USER       PID %CPU %MEM    VSZ   RSS TTY      STAT START   TIME COMMAND
vagrant  13778 89.3 72.2 2374052 1473868 pts/1 Dl+  12:24   1:15 node node_modules/nyc/bin/nyc.js node tests/node-tests/basic-node-tests.js

Testing on a non-CI machine with a fresh repo clone, the "node tests" shows the memory usage is 600MB. After the "browser tests" are executed (and the code is instrumented), the memory usage increases to 900-1100MB in tests.

CI re-uses the git repository from previous builds and cleans it using `git -fd`, leaving behind files that in .gitignore (like `reports` and `coverage`). Files in this directory will accumulate (since some of them are named after the firefox/chrome versions available at the time) and after a while, CI builds will start failing again. After a fresh clone in CI, the node process used 435MB.

https://buildkite.com/fluid-project/fluid-infusion/builds/211#a9ecd1c5-2a06-407c-bca1-fce9374a17ea

So, there are a few problems:

  • Instrumented code is making node tests run dangerously close to the VM memory limit
  • Accumulation of files is increasing memory usage of Instambul
  • CI is re-using repository from previous runs (to improve build times) and leading to these issues
  • CI steps (within a single build) could clean the repository but this breaks vagrant. A solution where CI excludes certain directories from `git clean` would work but could be fragile (since now the logic must be duplicated in build scripts and CI definition).

Comments

  • Giovanni Tirloni commented 2018-04-30T09:25:39.946-0400

    @@Tony Atkins [RtF] is it necessary to run the browser tests before the node tests since, it seems, the code is instrumented in the former? IRC dicussions

  • Giovanni Tirloni commented 2018-05-04T09:25:19.800-0400

    While trying to implement per-pipeline configuration regarding how to clean files, I faced issue https://github.com/buildkite/agent/issues/756. For now the issue described in this JIRA remains and the buildkite agent is configured to use `git clean -fqd` which will leave behind the files in the "coverage" folder (which today was at 1.7GB and started triggering out of memory errors).

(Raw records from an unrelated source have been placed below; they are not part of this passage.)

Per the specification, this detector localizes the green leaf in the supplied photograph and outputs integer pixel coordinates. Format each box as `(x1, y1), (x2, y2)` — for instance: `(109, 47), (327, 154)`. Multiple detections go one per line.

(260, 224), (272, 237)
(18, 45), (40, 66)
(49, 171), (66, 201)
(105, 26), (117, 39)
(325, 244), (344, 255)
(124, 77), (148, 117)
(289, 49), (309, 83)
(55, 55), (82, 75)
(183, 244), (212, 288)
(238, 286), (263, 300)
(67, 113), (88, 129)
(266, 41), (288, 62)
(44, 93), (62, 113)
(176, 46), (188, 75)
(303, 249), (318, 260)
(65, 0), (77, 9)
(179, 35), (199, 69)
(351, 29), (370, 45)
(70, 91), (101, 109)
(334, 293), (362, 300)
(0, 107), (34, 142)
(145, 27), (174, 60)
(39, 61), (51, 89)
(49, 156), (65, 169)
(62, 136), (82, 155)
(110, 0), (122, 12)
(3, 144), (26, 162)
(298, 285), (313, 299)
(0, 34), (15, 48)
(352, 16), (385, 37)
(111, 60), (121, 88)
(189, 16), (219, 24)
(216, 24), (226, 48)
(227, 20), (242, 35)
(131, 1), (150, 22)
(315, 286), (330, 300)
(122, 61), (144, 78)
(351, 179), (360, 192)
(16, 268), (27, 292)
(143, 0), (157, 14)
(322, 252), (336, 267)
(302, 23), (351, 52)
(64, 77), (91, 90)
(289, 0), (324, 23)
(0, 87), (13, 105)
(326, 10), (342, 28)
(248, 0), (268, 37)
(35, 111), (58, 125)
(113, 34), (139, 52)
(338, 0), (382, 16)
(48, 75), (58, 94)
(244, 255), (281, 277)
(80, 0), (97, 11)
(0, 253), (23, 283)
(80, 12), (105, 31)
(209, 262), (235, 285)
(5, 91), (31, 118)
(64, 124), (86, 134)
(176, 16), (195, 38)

  • Tony Atkins [RtF] commented 2018-05-07T05:32:33.979-0400

    I responded to @@Giovanni Tirloni on IRC, but just to confirm here for the record, the browser and node instrumentation are completely separate.  We use nyc for the node tests, it hooks Babel into "require" and instruments anything that matches the settings in .nycrc automatically.  The order of the tests should not matter at all.

  • Giovanni Tirloni commented 2018-05-22T11:44:31.265-0400

    @@Tony Atkins [RtF] Thanks! I'm proposing in PR#900 we delete the coverage and reports directories after each CI build.

    This shouldn't impact the work that is still to be completed for FLUID-6265 in making the reports available somewhere.

  • Tony Atkins [RtF] commented 2018-05-23T07:46:50.826-0400

    @@Giovanni Tirloni, I commented on the pull, but I see that you've posted a lot of the details here. If you were simply running `npm test`, then the coverage and reports directories should be cleared out by the `pretest` step. I guess the CI config runs individual commands instead? Anyway, if you just issue `npm run pretest` at the start of each run, that should have the same effect.

  • Giovanni Tirloni commented 2018-06-28T10:58:39.623-0400

    Mothballing this as the PR is almost 2 months old and it may become unnecessary with the adoption of containers instead of Vagrant. If there's enough interest it can be reopened. PR is being closed too.